Jump to full article: Rapid City (SD) Journal, 2008-03-19 Author: Jomay Steen, Journal staff
Intro: Within his lifetime, Stephen Yellowhawk has fought stereotypes about his Native American culture and heritage. When a recent art contest opened with a theme asking how the use of commercial tobacco had impacted the Lakota culture, traditions and values, it resonated with Yellowhawk's personal goal to keep youths healthy and tobacco-free.
For the first-time art contestant, the Black Hills Center for American Indian Health's "The Oniyan Wakan" ("Sacred Breath") art contest offered an opportunity to display his skills at beadwork and the cultural knowledge he wanted to share.
"It all fell together," he said. . . .
According to Henderson, the tobacco industry has long targeted Native Americans as a subgroup for its products, using Native American images and names to market its products while also sponsoring tribal rodeos, athletic tournaments and powwows with money and handing out cartons of cigarettes.

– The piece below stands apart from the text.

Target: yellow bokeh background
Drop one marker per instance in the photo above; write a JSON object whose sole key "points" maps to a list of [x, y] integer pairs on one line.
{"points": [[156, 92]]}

"It worked," she said of industry hooking its target.
Commercial tobacco today is not what native tribes introduced to the colonists, she said. Cigarettes and other tobacco products are saturated with 4,000 different chemicals . . .
Afraid of Lightning said it was a contradiction to his tribe's value system and a misconception that tobacco was part of the Lakota culture.
"Tobacco doesn't grow around here, and it never has. What was traditionally used for tobacco was taken from the bark of the red willow tree. … It was never smoked for pleasure or addiction," he said.
. . .
"The tobacco companies are tricking us; cigarette smoking is not traditional in any way," he said.